Car la population de dindons au Québec n’est pas suffisante pour être exploitée à plein régime. Le sud du Québec bénéficie toutefois de conditions plus propices à ce type de chasse. Il n’en est malheureusement pas de même pour l’ensemble de la belle province. Il nous est toujours permis de rêver au jour où cet oiseau particulier peuplera nos terres à la manière du Vermont. Mais pour l’instant, attardons-nous davantage à la chasse par l’entremise de l’élevage en volière.

 

 

Ces "dindons-gibiers" sont élevés de l’œuf à leur maturité de dindon, directement à la volière du Domaine de la Seigneurie. Philippe assure professionnellement l’élevage complet de ces oiseaux, avant de les rendre disponibles pour la chasse.

Aussitôt que le pourvoyeur reçoit une réservation pour un forfait de chasse au dindon, les oiseaux sont choisis dans la volière et placés dans la zone de chasse, deux jours avant l’arrivée des chasseurs.

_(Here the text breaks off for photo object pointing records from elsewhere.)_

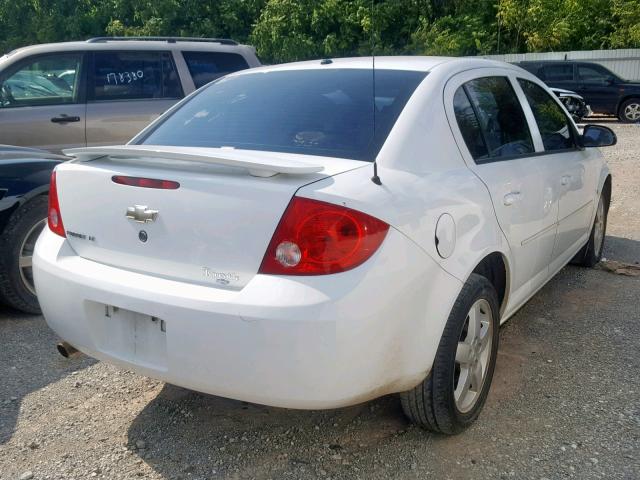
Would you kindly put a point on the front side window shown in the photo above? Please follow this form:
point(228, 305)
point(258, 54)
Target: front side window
point(45, 80)
point(131, 75)
point(205, 67)
point(328, 112)
point(558, 73)
point(553, 124)
point(591, 74)
point(502, 121)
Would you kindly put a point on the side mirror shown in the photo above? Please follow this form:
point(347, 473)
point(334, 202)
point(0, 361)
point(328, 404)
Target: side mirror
point(598, 136)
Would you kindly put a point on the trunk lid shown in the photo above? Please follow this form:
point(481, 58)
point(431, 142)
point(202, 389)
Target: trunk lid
point(212, 230)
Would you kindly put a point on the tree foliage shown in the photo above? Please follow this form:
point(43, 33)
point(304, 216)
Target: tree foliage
point(284, 30)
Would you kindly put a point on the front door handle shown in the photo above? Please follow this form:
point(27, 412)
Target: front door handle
point(511, 198)
point(65, 119)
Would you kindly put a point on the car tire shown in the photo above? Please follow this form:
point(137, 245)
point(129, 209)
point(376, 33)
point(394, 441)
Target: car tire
point(630, 111)
point(440, 403)
point(16, 245)
point(591, 254)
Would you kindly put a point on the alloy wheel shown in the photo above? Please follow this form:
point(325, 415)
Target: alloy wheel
point(632, 112)
point(473, 356)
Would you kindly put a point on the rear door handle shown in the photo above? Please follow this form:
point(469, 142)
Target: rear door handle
point(511, 198)
point(65, 119)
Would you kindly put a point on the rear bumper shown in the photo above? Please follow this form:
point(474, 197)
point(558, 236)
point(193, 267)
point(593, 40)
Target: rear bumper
point(297, 342)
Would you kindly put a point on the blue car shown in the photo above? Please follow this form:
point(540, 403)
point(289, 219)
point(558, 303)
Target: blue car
point(24, 188)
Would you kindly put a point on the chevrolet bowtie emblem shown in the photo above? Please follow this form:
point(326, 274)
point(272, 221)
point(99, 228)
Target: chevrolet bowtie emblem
point(141, 214)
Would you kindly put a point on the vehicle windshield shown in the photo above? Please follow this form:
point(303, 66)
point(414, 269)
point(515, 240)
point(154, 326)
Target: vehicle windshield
point(315, 112)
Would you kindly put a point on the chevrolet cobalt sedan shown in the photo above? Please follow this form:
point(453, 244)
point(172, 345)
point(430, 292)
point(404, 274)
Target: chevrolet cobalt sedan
point(318, 234)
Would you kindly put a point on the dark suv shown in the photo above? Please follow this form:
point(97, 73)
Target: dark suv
point(602, 89)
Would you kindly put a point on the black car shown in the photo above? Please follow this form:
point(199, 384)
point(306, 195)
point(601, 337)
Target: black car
point(602, 89)
point(24, 188)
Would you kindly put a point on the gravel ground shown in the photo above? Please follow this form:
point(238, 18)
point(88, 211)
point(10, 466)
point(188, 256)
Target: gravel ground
point(565, 401)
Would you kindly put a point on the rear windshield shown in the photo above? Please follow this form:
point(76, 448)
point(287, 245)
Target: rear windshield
point(314, 112)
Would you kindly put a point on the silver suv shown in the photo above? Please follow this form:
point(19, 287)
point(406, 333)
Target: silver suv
point(103, 91)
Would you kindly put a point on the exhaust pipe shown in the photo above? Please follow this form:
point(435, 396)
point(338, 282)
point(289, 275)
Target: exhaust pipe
point(67, 350)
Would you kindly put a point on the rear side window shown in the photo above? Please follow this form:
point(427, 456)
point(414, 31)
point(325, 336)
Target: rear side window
point(469, 125)
point(557, 73)
point(332, 112)
point(502, 122)
point(205, 67)
point(131, 75)
point(552, 122)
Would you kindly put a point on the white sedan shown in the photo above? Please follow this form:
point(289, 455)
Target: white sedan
point(319, 234)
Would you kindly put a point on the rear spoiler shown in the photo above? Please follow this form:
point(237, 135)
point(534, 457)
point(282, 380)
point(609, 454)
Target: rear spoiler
point(259, 164)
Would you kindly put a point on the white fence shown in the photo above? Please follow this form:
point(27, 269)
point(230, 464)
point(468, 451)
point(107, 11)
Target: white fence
point(624, 62)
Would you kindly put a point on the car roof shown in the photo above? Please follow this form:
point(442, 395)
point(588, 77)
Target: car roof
point(105, 43)
point(407, 62)
point(525, 62)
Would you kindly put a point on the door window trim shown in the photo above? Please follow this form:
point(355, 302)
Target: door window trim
point(502, 158)
point(91, 68)
point(575, 135)
point(81, 97)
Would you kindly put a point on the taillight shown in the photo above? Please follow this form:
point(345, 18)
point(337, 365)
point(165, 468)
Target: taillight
point(54, 217)
point(316, 238)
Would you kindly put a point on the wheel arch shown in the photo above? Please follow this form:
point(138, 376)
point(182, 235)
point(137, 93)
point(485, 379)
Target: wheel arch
point(606, 189)
point(624, 99)
point(495, 268)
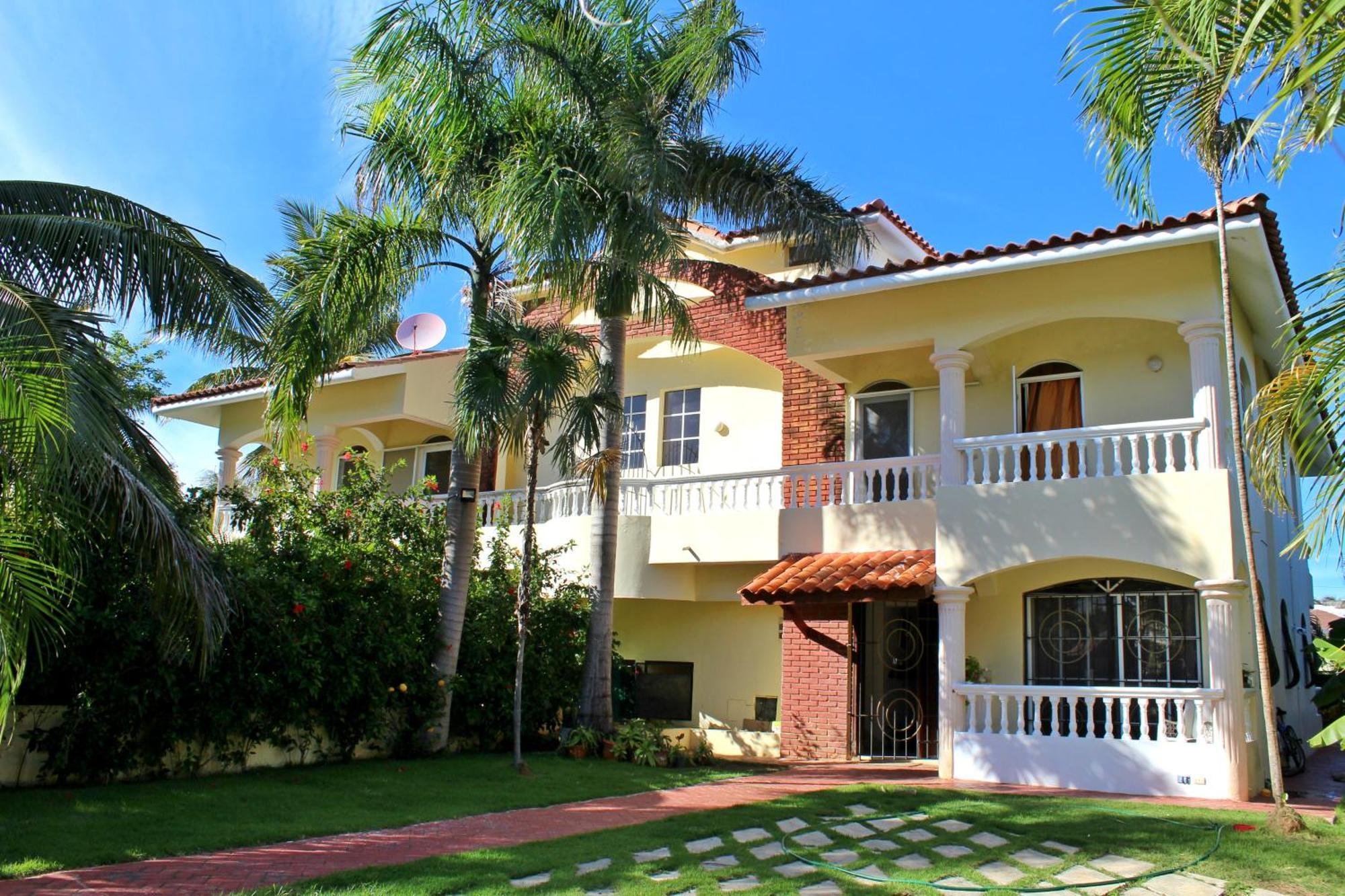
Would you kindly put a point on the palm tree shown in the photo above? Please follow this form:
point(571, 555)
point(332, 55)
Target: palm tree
point(75, 462)
point(595, 202)
point(435, 110)
point(1144, 68)
point(517, 382)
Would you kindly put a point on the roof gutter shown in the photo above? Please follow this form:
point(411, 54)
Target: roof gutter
point(1000, 264)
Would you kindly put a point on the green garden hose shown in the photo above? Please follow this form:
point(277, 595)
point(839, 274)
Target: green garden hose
point(1114, 881)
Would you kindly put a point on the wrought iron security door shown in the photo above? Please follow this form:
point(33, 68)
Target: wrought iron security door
point(894, 706)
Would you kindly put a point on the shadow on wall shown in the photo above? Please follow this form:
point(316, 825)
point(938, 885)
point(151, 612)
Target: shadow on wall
point(1176, 521)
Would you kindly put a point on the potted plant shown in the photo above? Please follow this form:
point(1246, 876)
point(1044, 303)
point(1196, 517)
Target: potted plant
point(583, 741)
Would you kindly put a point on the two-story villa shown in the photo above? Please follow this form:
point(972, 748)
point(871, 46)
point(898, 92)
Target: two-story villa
point(860, 479)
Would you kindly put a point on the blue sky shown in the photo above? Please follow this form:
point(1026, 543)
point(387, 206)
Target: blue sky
point(213, 114)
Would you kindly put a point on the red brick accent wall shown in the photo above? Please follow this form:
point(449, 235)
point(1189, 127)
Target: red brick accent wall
point(814, 701)
point(814, 408)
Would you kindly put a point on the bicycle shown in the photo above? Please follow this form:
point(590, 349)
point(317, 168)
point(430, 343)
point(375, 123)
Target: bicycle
point(1293, 759)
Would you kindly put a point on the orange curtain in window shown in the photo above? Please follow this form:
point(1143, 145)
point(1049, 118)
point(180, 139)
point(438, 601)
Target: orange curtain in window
point(1052, 404)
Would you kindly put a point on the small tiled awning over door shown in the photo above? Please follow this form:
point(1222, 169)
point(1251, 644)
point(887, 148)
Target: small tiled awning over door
point(844, 577)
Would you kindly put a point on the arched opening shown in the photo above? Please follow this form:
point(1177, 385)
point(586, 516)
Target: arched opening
point(348, 460)
point(1050, 397)
point(1118, 633)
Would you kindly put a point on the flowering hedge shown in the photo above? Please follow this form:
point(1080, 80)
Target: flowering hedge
point(329, 649)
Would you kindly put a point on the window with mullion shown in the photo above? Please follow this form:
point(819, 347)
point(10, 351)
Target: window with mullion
point(681, 427)
point(633, 432)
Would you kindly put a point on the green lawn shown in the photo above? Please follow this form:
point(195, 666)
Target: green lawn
point(1309, 864)
point(46, 829)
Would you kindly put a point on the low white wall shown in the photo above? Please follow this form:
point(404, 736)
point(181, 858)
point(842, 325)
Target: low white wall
point(1112, 766)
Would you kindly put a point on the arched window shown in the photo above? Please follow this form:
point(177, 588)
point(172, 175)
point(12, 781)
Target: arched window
point(1114, 631)
point(1051, 397)
point(345, 466)
point(883, 420)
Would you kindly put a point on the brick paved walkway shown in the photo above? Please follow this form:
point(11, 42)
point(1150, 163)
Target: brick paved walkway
point(299, 860)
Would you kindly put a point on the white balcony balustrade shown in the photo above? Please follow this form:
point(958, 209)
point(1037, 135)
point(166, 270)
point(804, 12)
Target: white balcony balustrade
point(1121, 450)
point(1137, 715)
point(864, 482)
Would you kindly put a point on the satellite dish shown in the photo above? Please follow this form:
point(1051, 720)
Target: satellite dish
point(422, 331)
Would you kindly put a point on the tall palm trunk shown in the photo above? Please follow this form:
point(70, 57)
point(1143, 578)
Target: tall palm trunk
point(1268, 696)
point(525, 581)
point(455, 577)
point(597, 693)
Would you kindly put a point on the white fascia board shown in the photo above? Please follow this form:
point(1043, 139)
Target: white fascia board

Cela accentue le défi, car le gibier bénéficie de 48 heures d’adaptation en son nouveau terrain.

Cette zone de chasse est caractérisée comme étant un mélange de divers types de végétation. Premièrement, on retrouve presque le parcours d’un labyrinthe découpé par de multiples chemins de débusqueuse. Ensuite, il y a une grande partie de forêt, où le couvert représente la cachette parfaite pour notre gibier. On termine par une partie de l’érablière du Domaine, qui nous permet d’effectuer des tirs de plus longue distance. Pour ceux qui craignent la chasse en enclos, eh bien détrompez-vous, le périmètre de ce terrain n’est délimité par aucune clôture.

En ce qui a trait au déroulement de notre journée de chasse proprement dit, nous fûmes, dès le départ, très choyés de pouvoir y participer et ce, avec ces quatre sympathiques chasseurs. On se croyait presque en chasse avec les 4 Fantastiques, tellement ils se complétaient bien.

La partie de chasse qui se déroulait sur la journée entière fut cependant plus mouvementée dans l’avant-midi. Sur une possibilité de huit (8) dindons, cinq (5) ont été récoltés avant l’heure du dîner. À peine 15 minutes après notre entrée dans les bois, 2 oiseaux étaient déjà tombés au combat. Il est à la fois fascinant et surprenant de voir à quel point ce bipède ailé sait bien se camoufler malgré sa taille relativement imposante. Philippe nous a fait remarquer que lorsque l’un d’eux émet son cri d’alerte, ceux aux alentours se taisent pour un bon moment, la chasse devient donc encore plus fine. Il ne nous reste alors, immobiles, que nos yeux pour scruter le terrain.